Glenside sculptor feels the heat for bringing Clarence Darrow back to Tennessee
Zenos Frudakis' Clarence Darrow sculpture will be installed in July outside the Rhea County Courthouse, site of the 1925 Scopes "Monkey" Trial in Dayton, Tenn.
Part of Clarence Darrow's chin had peeled off and sculptor Zenos Frudakis took the oily, gray clay and worked it though his fingers.
Frudakis, 65, said his prized Italian "Giudicci" clay may be older than he is and as rare as a Stradivarius. This piece of clay, he said, may have been used on his sculptures of former Mayor Frank Rizzo or the Rev. Dr. Martin Luther King Jr., and before that others may have used it on the stern Ulysses S. Grant that looks over Kelly Drive in Fairmount Park or the Lincoln Memorial in Washington.
"It's as close as I can get to reincarnation," Frudakis said in the third floor of Laran Bronze, a former ship factory-turned-bronze foundry in Chester.
Darrow, the famed civil liberties lawyer, is sitting in pieces around Frudakis, waiting to be cast in wax, then bronzed, before taking a long trip down South come July.

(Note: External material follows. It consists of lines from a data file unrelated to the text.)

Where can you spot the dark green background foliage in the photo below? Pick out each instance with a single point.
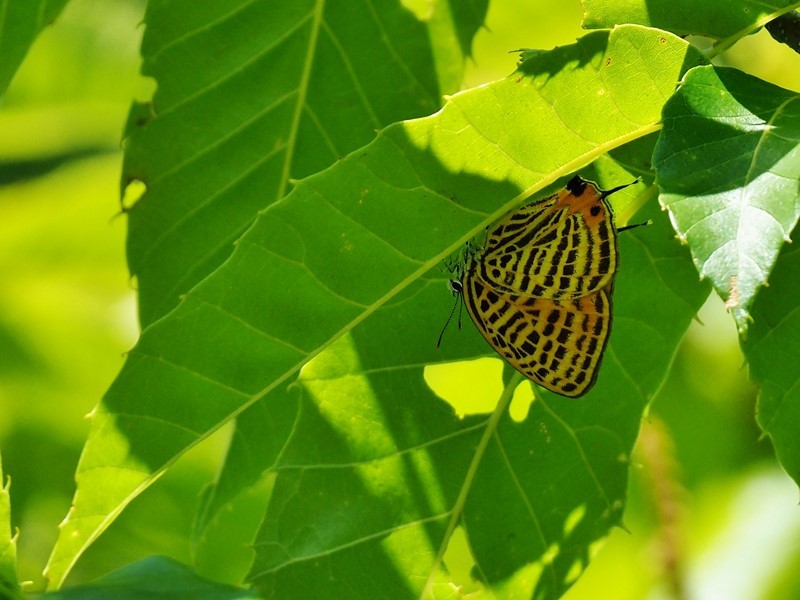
(307, 168)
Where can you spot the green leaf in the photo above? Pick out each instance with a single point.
(152, 577)
(254, 95)
(728, 165)
(684, 17)
(20, 24)
(356, 248)
(377, 472)
(772, 347)
(9, 582)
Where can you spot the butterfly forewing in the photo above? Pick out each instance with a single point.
(556, 343)
(560, 247)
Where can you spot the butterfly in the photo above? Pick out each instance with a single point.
(540, 289)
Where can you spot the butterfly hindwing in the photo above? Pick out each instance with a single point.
(556, 343)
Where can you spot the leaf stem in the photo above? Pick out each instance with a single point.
(461, 499)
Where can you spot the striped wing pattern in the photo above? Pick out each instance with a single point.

It's been almost 92 years since Darrow traveled from his home in Chicago to Dayton, Tenn., where he squared off against William Jennings Bryan in one of the 20th century's most famous court cases, the Scopes "Monkey' Trial, which centered on whether or not evolution could be taught in public schools.
A statue of Bryan, the three-time presidential candidate and creationist who prosecuted John Scopes for teaching evolution, was erected at the Rhea County Courthouse in 2005. Now, with funding from the individual donors, Bryan's counterpoint is returning to Dayton with the help of Frudakis, an avowed humanist himself and lifelong fan of Darrow.

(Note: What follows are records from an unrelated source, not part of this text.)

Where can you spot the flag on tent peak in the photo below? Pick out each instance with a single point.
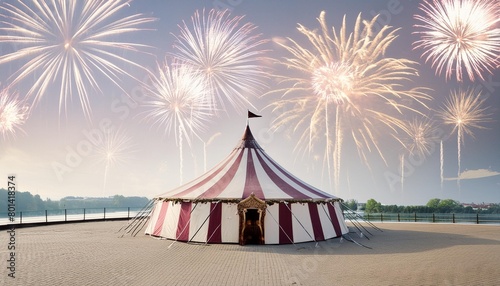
(253, 115)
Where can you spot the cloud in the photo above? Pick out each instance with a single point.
(475, 174)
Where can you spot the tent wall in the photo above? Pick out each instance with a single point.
(214, 222)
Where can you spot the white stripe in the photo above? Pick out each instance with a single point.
(199, 222)
(271, 226)
(301, 223)
(169, 229)
(230, 224)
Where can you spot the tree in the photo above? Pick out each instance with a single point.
(352, 204)
(448, 205)
(372, 206)
(433, 203)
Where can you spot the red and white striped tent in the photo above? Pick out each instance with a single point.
(247, 198)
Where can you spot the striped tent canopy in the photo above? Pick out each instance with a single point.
(247, 198)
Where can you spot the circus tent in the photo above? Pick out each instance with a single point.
(247, 198)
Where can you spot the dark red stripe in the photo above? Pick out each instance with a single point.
(335, 221)
(252, 184)
(316, 222)
(207, 179)
(222, 183)
(315, 191)
(278, 181)
(214, 223)
(183, 224)
(160, 219)
(285, 220)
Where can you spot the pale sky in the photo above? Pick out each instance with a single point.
(57, 155)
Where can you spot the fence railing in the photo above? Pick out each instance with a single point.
(473, 218)
(68, 215)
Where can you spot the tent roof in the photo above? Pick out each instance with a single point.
(247, 169)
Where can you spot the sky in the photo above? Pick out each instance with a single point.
(60, 153)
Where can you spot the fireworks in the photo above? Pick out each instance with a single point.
(422, 137)
(227, 54)
(345, 74)
(460, 34)
(13, 114)
(176, 100)
(115, 147)
(420, 141)
(69, 42)
(464, 110)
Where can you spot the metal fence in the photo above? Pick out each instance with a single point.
(69, 215)
(476, 218)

"Darrow's a voice of reason," Frudakis said. "With what's going on right now in national politics, it was really important for me to get this up."

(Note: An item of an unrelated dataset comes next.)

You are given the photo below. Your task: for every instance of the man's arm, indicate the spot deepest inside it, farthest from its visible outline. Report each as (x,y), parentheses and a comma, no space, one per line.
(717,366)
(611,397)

The sculpture has the approval of Rhea County officials. Locals have seen the sculpture as an inevitability and polls in the Chattanooga Times Free Press are supportive. But there have been a few vocal opponents who don't want Darrow and his beliefs reincarnated back in Dayton.
"It doesn't belong here," said June Griffin, a conservative activist well-known in Dayton. "[Darrow] was basically an atheist and in my estimation, a communist too. Tennessee is definitely a God-fearing state, based on the Bible."
Twice Frudakis has been to the courthouse for research. There he ran into a lawyer who said he didn't approve of the Darrow sculpture. That man was cordial, Frudakis said, but he's found what he's heard from Griffin and members of the Tennessee Pastors Network to be ugly.
"It's a threat to their way of life or their thinking," Frudakis said.
Edward J. Larson, author of the Pulitzer Prize-winning Summer for the Gods: The Scopes Trial and America's Continuing Debate Over Science and Religion, said it makes sense for Dayton to have a Darrow sculpture.
"There were two larger-than-life characters and since you have a Bryan, you should have a Darrow, too," Larson said. "There's always a danger that it will become subject to abuse. As long as that doesn't happen, it's sort of nice.
While in Rhea County, Frudakis dressed like Darrow, thumbing and snapping his suspenders in the courthouse the same way the American Civil Liberties Union lawyer did in 1925. Frudakis has read broadly about Darrow and the trial. His studio, a two-story carriage house in Glenside, Montgomery County, is filled with hundreds of photographs from the trial, of Darrow in various stages of his life.
Deep immersion, Frudakis said, is all he knows and he's been that way since childhood in Gary, Ind., becoming a near-expert on every subject, whether it's the Indian civil rights leader Mohandas Gandhi, aviator Amelia Earhart, or singer-songwriter Don McLean.
"Everything you learn about someone comes out through your hands," Frudakis said. "This is my meaning. We're all going to die eventually, but I want to make something. I want to bring people back to life, to create something that's going be around long after I'm gone."
Frudakis will travel to Dayton for the July 14 installation of his 7-foot tall sculpture. He jokes that he may need a bodyguard.
"It will balance the courthouse out," Frudakis said. "It's not a church. It's government property."
Two weeks earlier, on July 1, Griffin and Dale Walker of the Tennessee Pastors Network will hold a "God, Family & Country Rally" at the courthouse in Dayton.
"This would be like us coming to Pennsylvania and saying we want to put a statue of a famous Tennessee preacher in the middle of a town square there," Walker, 48, said. "The citizens need to rise up."
Walker and Griffin both pointed out that while Bryan won the famous trial, the case was eventually overturned. Time, history, and common sense all side with Darrow, Frudakis said.
"If you don't face reality," he said, "it's called insanity."